This month, we want to talk about fire safety and encourage you to make sure that you’re doing all you can to prevent fires in both your home and workplace.
Prevent Fires at Home
Did you know that cooking is the #1 cause of home fires and home fire injuries? Unattended cooking is the leading cause of fires in the kitchen. Cooking brings family and friends together and we want to make sure that you serve up safety in the kitchen!
Here are some helpful tips to follow when you are serving up meals for your family and loved ones:
- Stay in the kitchen when you are frying, boiling, grilling, or broiling food. If you have to leave, turn off the stove.
- If you are simmering, baking, or roasting food, check it regularly and stay in the home.
- Keep anything that can catch fire (oven mitts, wooden utensils, food packaging, towels, curtains) away from the stovetop.
- Turn pot handles toward the back of the stove when cooking to avoid accidents.
- Loose clothing can hang down onto stove burners and catch fire. Wear short, close-fitting, or tightly rolled sleeves when cooking.
- Have a “kid-free zone” of at least 3 feet around the stove and areas where hot food or drink is prepared or carried.
- Always keep a lid nearby when cooking. If a small grease fire starts, slide the lid over the pan and turn off the burner. Leave the pan covered until it’s cool.
- If you do have a cooking fire, just get out! You can call 911 after you leave the house.
- Scald burns are the second leading cause of all burn injuries. Open containers slowly when removing them from the microwave and keep your face away from the oven door when checking on food.

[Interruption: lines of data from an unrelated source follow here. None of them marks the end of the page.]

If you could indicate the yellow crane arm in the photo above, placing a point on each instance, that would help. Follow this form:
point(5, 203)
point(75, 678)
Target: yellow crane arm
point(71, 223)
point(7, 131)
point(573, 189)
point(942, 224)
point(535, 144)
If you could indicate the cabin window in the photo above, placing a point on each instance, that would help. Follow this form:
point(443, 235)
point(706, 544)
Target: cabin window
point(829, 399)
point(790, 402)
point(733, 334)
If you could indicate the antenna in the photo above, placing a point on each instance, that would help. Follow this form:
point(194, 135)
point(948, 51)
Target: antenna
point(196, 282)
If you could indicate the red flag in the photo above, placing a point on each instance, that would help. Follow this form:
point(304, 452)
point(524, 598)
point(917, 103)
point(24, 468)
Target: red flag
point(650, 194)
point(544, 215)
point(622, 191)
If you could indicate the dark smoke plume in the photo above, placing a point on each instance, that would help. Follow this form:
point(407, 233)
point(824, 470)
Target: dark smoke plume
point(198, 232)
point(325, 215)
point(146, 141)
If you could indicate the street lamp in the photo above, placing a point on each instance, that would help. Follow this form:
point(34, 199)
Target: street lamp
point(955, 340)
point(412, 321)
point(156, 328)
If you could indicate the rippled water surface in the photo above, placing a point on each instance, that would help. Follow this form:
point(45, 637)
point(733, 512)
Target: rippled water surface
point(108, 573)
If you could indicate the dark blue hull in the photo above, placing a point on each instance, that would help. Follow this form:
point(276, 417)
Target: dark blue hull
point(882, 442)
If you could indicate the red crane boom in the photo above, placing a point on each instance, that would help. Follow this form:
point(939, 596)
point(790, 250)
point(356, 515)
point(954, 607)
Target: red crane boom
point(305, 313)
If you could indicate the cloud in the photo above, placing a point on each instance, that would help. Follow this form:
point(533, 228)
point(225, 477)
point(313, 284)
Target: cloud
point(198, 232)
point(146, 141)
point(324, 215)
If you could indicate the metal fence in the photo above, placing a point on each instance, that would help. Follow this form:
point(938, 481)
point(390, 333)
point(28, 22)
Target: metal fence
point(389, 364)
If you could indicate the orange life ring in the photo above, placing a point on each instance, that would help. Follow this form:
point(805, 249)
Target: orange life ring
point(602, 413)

Double check your home. Do you have working smoke alarms on every level of the home, outside all sleeping areas, and in each bedroom? Do you have a home fire escape plan and do you practice the plan with your family? If you need help setting up a fire escape plan, the National Fire Protection Association (NFPA) has some great resources.
Prevent Fires at Work
Protect your place of business and employees by practicing good fire safety in the workplace. A fire can cause severe damage to business equipment, materials, and structures. Focusing on fire risk assessment, fire prevention, and staff education can help reduce the chance of fire and smoke damage.
Follow these steps to protect your staff and workplace:
- Assess the risk of fire hazards. The NFPA sets forth fire safety codes in place for businesses. If your local government offers it, a visit from a fire marshal is a great step for your fire prevention plan!
- Stock up on necessary fire protection equipment. An automatic sprinkler system, smoke detectors and fire extinguishers should be supplied on every floor. Know your tools and inspect them. Periodically remind your employees where the fire protection equipment is located.
- Make a safety/evacuation plan. Imagine various scenarios, establish roles and responsibilities, create a communication plan, and map evacuation routes. Preparing ahead of time is key.
- Educate your Employees. Have a fire plan and make sure all your employees know what to do in the event of a fire, including calling 911 immediately. Conduct fire drills at least once a year and review your evacuation plans. These plans should be displayed around the workplace as well as easy access to Fire Aid materials.
Taking the necessary steps to prevent fires in your home and workplace now is invaluable to protecting your family members and employees in the future.